仮想通貨で注目を集めるクリプトバレーとは?

スイスのチューリッヒとルツェルンの間に、ツークという州があります。

ツーク州はスイスで一番小さな州で、人口はわずか12万人しかいませんが、州都ツークの人口約29000人のうち、なんとおよそ3分の1にあたる9000人が外国籍という多国籍都市でもあります。

ツーク州が多国籍都市となったのは、他の国と比べて税制で優遇されているためです。

他のヨーロッパ諸国では4,50%にもおよぶ所得税がツーク州では23%、更に法人税も日本の23.9%、他のヨーロッパ諸国で30%、スイスの他の州での21%と比較してツーク州では15%、ツーク州で事業活動を行わない企業では8.8%と、税率が低く設定されています。

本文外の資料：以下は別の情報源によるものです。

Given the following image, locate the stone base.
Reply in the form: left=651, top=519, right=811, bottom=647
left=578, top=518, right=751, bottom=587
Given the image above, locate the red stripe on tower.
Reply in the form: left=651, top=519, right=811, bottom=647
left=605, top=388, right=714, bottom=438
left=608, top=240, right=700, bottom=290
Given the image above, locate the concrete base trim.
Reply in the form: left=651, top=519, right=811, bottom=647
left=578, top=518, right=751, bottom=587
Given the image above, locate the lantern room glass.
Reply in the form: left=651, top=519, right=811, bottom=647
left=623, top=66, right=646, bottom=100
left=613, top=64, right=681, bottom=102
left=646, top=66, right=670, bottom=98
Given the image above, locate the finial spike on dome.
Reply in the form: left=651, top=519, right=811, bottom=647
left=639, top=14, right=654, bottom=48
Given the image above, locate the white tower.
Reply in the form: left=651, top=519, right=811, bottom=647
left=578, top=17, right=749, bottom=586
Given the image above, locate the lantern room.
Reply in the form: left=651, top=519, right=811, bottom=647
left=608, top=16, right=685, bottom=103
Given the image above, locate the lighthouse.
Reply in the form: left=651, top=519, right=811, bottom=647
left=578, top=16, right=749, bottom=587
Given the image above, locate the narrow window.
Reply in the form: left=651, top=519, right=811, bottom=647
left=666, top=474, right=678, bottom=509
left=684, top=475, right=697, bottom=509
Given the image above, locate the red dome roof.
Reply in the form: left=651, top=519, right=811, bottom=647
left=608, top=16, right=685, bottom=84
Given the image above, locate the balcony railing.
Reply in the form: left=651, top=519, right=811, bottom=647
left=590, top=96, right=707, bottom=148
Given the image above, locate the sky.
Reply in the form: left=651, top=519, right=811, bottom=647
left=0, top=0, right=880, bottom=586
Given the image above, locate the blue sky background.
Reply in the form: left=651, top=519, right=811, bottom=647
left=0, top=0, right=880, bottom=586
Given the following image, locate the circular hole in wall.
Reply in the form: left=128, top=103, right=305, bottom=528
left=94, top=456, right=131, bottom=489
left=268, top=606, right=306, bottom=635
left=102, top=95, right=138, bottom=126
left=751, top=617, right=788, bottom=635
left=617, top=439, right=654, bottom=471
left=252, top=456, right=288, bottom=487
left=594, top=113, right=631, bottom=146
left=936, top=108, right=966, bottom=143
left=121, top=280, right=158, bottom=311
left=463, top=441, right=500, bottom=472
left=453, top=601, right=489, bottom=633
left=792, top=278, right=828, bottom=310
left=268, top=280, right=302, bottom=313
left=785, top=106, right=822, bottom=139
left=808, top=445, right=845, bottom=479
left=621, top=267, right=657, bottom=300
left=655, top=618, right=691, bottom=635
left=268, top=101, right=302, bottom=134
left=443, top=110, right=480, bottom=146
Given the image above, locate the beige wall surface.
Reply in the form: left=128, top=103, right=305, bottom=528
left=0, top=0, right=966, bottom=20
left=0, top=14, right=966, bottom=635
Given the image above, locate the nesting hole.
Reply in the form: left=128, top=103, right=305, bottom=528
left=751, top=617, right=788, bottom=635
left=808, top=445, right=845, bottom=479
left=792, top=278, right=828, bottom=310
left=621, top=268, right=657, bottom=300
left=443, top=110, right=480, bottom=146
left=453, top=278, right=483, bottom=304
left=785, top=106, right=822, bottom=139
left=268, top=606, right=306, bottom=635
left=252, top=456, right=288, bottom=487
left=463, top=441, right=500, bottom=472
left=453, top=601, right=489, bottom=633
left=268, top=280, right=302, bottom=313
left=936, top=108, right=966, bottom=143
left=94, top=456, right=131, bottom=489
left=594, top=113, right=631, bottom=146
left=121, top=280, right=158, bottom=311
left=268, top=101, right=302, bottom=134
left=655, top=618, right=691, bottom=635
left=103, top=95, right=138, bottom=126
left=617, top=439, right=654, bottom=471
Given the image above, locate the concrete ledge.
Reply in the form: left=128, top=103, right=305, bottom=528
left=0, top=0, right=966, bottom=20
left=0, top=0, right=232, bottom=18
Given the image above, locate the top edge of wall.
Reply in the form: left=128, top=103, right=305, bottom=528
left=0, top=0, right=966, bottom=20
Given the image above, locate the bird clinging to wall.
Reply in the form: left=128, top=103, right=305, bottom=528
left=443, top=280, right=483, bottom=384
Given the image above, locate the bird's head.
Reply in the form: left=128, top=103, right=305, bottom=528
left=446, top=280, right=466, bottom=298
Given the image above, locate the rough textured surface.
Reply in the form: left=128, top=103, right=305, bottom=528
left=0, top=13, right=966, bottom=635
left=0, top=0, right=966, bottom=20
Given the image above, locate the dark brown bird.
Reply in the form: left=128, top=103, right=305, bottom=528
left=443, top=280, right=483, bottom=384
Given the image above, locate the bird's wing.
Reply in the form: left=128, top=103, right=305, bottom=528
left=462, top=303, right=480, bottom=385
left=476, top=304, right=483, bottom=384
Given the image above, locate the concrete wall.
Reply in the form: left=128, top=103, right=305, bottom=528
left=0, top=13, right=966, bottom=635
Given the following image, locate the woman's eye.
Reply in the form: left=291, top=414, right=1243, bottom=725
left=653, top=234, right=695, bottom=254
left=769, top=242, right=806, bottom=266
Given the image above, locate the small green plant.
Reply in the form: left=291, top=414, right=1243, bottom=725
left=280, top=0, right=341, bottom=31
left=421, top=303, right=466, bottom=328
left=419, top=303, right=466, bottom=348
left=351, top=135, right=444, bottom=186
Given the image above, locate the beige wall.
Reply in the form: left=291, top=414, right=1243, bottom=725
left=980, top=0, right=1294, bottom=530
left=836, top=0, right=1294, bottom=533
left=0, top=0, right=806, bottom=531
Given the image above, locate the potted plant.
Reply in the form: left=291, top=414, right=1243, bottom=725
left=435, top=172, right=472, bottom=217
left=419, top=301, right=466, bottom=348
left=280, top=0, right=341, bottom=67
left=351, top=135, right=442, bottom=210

そのためシーメンスやジョンソン&ジョンソンと言った多国籍企業が本社を構えるほか、近年では仮想通貨やブロックチェーンに関連した企業も続々進出してきており、アメリカ・カリフォルニア州のシリコンバレーになぞらえ、ツーク州はしばしば「クリプトバレー」と呼ばれます。

クリプトバレーの実態


スイスのツーク州でブロックチェーンのスタートアップへ投資をするCrypto Valley Venture Capital(CVVC)の調査によると、2017年4月時点でツーク州に進出した仮想通貨関連企業が350社ほどだったのに対し、2018年9月には倍増して600社ほどになったと言われています。

ツーク州ではEthreum FoundationやTezos Foundationと言った有力企業や機関が本拠を置くほか、CVVCが有望なベンチャー企業に積極的に投資を行っており、成果を挙げています。

更にCVVCが2018年1月に発表した、クリプトバレーのトップ50社を対象に行った調査の報告書では、クリプトバレーの上位5社は市場評価額が10億ドルを超えており、上位5社の中にあるBitmainというマイニング企業は2015年から2年で収益を17倍に増やし、2017年に25億ドルもの収益を記録しているとありました。

ほかにも地元自治体や地元企業のBitcoin Suisse AG、スイスの大学、有力企業が産官学を挙げて非営利組織のCrypto Valley Associationを立ち上げ、仮想通貨やブロックチェーンを使った市民サービスを提供するなど、ツーク州は仮想通貨を使った先進的な取り組みを進めています。

スイス政府のスタンス


ツーク州がクリプトバレーとなった背景には、スイス政府が仮想通貨へ進歩的なスタンスを取っていることが大きく関係しています。

スイス政府は仮想通貨による取引を合法化したり、ブロックチェーン企業を誘致して雇用を促進するなど仮想通貨に対して開放的な政策を取っています。

またチューリッヒを拠点とするスイスの老舗プライベートバンクMaerki Baumannが仮想通貨の交換を開始するなど、スイスでは金融機関も仮想通貨に対して門戸を開き始めています。

そのためスイスはヨーロッパで最も仮想通貨に対して友好な国、世界でICOに最も有利な国だとも言われています。

スイスが仮想通貨を活かしてどのような未来図を描いていくのかは、注目に値するでしょう。